Solo Exhibition at Greenville Center for Creative Arts (Greenville, SC), 2024-25

  • Across the two bodies of work in this exhibition, Arden Cone demonstrates an apprehensive longing to investigate trauma, both individual and collective, from the once-removed vantage point of history.

     

    Through her prints and wall-mounted sculptures, she resuscitates nearly discarded farm materials from various states of decay, asserting their significance by elevating them to the realm of art. The objects’ deteriorated exteriors point to decades of trauma, but Cone leaves the stories of such omitted. As they transcend from object to artwork, evermore-abstracted assumptions of their histories take hold.

     

    Historical memory within America’s socio-political culture is similarly obscured. Cone’s paintings, like her sculptures, employ history to buffer between past traumas and present states on a collective level. America’s biased, incomplete, and highly contested historical record has become divisive rather than shared, accounting for much of the chaos in contemporary politics and beyond.
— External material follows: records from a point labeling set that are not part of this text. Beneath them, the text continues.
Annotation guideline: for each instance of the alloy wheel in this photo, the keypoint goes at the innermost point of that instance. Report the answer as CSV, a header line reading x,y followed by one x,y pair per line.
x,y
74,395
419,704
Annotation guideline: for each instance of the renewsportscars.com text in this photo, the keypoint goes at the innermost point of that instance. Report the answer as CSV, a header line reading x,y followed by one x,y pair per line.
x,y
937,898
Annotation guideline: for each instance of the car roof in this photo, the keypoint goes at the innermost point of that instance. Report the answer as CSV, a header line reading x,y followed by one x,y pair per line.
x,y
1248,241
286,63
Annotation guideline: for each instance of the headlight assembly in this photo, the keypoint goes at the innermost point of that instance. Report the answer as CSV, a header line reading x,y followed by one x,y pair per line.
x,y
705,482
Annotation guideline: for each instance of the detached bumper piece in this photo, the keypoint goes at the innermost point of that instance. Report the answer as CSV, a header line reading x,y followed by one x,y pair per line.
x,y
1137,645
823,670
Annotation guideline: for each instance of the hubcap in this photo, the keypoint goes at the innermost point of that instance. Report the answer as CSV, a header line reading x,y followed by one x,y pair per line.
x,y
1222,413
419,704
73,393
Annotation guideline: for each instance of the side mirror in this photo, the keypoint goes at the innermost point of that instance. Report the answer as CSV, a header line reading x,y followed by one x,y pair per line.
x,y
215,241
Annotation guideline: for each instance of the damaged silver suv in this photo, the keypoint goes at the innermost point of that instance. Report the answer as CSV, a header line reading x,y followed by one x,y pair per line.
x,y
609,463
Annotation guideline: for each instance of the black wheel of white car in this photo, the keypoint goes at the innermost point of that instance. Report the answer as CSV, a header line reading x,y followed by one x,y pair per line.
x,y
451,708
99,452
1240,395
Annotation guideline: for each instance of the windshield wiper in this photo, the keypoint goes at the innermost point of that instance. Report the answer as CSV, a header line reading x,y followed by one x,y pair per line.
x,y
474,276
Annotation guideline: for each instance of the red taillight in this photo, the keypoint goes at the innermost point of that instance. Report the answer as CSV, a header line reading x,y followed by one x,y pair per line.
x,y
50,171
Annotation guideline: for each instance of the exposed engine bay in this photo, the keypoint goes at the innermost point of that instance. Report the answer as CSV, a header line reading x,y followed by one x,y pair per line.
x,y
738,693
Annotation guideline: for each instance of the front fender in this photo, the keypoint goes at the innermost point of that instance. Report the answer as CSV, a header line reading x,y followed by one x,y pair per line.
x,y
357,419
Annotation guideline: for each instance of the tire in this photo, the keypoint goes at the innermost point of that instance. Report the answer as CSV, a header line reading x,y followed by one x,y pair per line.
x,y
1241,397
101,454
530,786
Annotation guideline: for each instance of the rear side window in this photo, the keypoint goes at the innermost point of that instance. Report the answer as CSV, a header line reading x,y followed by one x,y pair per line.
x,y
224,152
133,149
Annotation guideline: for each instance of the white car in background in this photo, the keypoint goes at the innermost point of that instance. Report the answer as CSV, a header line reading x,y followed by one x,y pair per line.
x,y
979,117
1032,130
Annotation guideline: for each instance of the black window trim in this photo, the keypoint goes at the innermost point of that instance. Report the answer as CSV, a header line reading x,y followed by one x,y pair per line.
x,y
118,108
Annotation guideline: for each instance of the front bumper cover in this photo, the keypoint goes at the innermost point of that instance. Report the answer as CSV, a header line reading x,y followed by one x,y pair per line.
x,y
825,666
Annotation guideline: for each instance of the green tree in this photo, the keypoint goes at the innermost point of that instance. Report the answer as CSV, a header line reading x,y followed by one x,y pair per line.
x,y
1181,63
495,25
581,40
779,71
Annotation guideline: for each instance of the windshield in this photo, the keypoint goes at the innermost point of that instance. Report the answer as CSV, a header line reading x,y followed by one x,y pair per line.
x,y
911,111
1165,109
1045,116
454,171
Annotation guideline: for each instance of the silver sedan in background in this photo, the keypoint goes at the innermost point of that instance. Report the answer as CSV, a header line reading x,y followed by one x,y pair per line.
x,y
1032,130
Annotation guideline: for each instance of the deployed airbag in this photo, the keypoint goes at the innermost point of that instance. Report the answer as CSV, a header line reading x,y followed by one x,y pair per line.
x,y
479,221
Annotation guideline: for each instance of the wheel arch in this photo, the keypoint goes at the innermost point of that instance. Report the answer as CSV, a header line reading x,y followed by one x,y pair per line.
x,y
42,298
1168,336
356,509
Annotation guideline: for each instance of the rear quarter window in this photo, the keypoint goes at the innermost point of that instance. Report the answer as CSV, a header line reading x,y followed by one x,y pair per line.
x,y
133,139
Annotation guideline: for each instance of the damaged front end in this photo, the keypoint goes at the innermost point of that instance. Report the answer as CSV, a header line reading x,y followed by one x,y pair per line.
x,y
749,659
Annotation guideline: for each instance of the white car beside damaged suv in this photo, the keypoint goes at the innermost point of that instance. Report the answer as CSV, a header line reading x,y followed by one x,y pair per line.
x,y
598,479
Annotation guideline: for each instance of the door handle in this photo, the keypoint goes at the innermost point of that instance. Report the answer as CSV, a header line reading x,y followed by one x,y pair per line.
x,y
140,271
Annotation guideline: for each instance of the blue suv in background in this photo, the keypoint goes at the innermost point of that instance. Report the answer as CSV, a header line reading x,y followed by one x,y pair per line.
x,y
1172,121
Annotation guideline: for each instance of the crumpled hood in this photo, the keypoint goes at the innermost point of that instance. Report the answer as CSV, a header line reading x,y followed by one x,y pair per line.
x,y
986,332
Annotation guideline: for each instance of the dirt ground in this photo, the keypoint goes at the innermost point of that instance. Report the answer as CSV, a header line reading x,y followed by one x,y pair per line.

Cone’s works, windows into past and present moments of trauma, compulsively consider memory as an ever-changing archive, always up for reevaluation.

 

Time’s Witness: Work by Arden Cone & Millicent Kennedy

Works by Arden Cone and Millicent Kennedy at Upstairs Artspace (Tryon, NC), 2023

  • Time’s Witness: Works by Arden Cone and Millicent Kennedy offers a deep and sometimes dark look into humanity by way of the objects we utilize, attach to, and eventually discard.

    The found objects referenced or incorporated into this exhibition, resurrected from near disposal and raised into cultural significance, have outlived their intended use by years, or even decades.

    Time’s Witness speaks to history in relation to human artifacts, investigating what they alone, or we as a society, have weathered. Both artists acknowledge memory, and even trauma, by way of its touch upon objects, people, and societies.

    Through careful recording, obsessive documentation, and laborious artmaking processes, Millicent and Arden delve into the narratives told through the traces we leave behind.